Awkward moments abound. What else is new?

Be forewarned: it’s a girl post.

I asked my husband to stop at the store on his way home the other night and pick up my “monthly girl stuff” for me. Then I felt kind of bad for asking him to do such an awkward thing. Well, that and I thought if he did get the wrong thing and I had to return it that would be even worse. So I dug through all my purses and came up what I needed.

So yesterday, I went to my favorite store to lose money in (Target in case you’re already lost), and instead of going straight to what I needed, I went the entire way around the store making what I needed, the last stop. Like, an hour after the fact. And by then, my hand basket was full of valentines candy and impulsive i-cant-help-myself-its-only-a-dollar items from the front of the store. Ugh! Satan!

With my arm basket full, the needed boxed goods I went in search of ended up surfing the top of my overflowing candy basket. The “feminine hygiene” aisle is about as awkward to me as … hmm….oh yes, the condom section. I get very frustrated. I tend to stand there paralyzed by choices. And because of brilliant birth control methods, I haven’t had to visit either of thse aisles in the past 5 years. Oh, but I do now. And just like all the baby toys & bottles and all that is completely revolutionized in just the past 6 years since I shopped there, it seems that the tampon & pad industry has evolved as well. (I guess Trojan is still king and that is why there is no condom aisle, just a section of a side and that is all.)

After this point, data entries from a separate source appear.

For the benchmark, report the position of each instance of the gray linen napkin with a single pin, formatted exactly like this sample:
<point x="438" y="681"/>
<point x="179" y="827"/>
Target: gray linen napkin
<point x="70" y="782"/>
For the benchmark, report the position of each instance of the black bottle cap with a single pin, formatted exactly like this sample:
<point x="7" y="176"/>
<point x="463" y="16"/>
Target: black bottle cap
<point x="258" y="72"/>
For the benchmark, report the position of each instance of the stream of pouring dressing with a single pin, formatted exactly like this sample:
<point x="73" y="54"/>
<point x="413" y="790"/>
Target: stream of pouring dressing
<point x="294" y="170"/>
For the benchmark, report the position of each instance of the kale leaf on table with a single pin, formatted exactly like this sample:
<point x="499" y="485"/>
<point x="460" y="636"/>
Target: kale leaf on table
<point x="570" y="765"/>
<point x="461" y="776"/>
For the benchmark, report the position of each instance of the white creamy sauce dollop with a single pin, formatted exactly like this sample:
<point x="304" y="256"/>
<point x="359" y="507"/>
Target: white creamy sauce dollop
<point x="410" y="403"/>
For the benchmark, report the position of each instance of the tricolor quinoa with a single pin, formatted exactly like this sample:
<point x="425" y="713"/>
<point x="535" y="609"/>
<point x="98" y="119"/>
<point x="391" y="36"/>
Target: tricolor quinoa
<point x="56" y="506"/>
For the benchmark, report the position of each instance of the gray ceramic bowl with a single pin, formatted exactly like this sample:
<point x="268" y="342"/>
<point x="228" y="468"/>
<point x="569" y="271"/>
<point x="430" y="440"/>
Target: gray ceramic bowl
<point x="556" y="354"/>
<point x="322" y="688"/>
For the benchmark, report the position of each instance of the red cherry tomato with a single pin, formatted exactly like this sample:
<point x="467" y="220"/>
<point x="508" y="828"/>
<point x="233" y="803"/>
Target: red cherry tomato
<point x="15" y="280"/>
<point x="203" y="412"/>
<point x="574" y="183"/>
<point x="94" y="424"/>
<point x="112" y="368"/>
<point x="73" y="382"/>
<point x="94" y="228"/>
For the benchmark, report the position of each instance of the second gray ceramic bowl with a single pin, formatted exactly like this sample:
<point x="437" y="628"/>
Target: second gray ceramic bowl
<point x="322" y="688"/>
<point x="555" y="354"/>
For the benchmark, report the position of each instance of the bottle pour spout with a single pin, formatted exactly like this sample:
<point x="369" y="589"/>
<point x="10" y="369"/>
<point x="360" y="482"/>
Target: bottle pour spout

So I just said screw it and bought the tampons that were on sale & a generic box of liners. The generic box was mostly white and screaming across it in bold black type on EVERY SIDE was the word PANTILINERS. Have I reminded you lately that I tend to be shy? No?

As I looked down at my basket, I saw 3 sides of the box and the full P-word 3 times. And I didn’t want to be trying to bury it all under the chocolate & marshmallows (why don’t they just stock some of that stuff on that aisle too? for real.) I pictured walking down that main aisle of Target toward the registers and I started squinting from the reflection of the lights hitting the white box and reflecting back at my face. I was sure I would feel like a bride on her wedding day, going down the aisle with everyone looking at her… Only this time with some girly goods in her basket instead of a beautiful bouquet of flowers.

My best option was definitely to take the back aisle all the way up and make my quick exit to the checkouts through the soap aisle. But don’t ya just know what happened? I saw someone I knew. Of course I did! And I can’t NOT say HI to a friend while shopping now, can I? In my head I was screaming “HEY! Happy freakin pantiliner day!” but instead I just brought up the kids  and other nice stuff like that. In retrospect, I should have just drop kicked the basket and looked for new mascara.

As if we couldn’t make it 24 more hours before entering another awkward moment in time, Taylor was really strugglin to get ready for school this morning, so we were running to the front door, grabbing coats so we didn’t miss the bus and then realized Avery was gone. So I yelled out and she was already around the side of the house (must be a full moon?), so Tay & I run out the door and it’s freezing so I just send them down to the stop while I watch, but Ave wanted me to stand right with her, so I went down there. One of the other mommies had driven to the stop from her house 3 doors down and asked if the girls wanted to get inside her heated car and stay warm until the bus came, so, it being – what? – 10 degrees? I thanked her and then realized that not only had I forgotten my coat, but had pulled a sweater over my pajama shirt and forgotten my bra too. So I stood there with my arms crossed in front of my chest thinking I was such an idiot but satisfied that we beat the bus. Success.


~ by hthr on February 4, 2009.

4 Responses to “Awkward moments abound. What else is new?”

  1. I’m the same way. I hate buying ‘girl stuff’. Luckily, I haven’t had to do that in a while and don’t plan on having to do it for another while. (Thank you Mirena!)

  2. Heather, I laughed out loud at two separate parts of this post… but the absolute crescendo (is that how you spell it?) was when you wanted to drop kick the basket… that is SO funny! I know this is a family forum and all, but I had a similar experience last week with the his and her KY… damn that commercial, curiosity got the best of me! 🙂

  3. I so SO know what you mean! I hate buying those things. And I also get stuck in the dollar bin aisle at Target. That store is such a marvelous place. Anyways, your blog perfectly described my inner frustrations at the feminine product world. 🙂

  4. Hi my name is Chelsea and I am a Target-aholic! Kiss those little ones for me! How funny I found you again through my friend Renee’s site!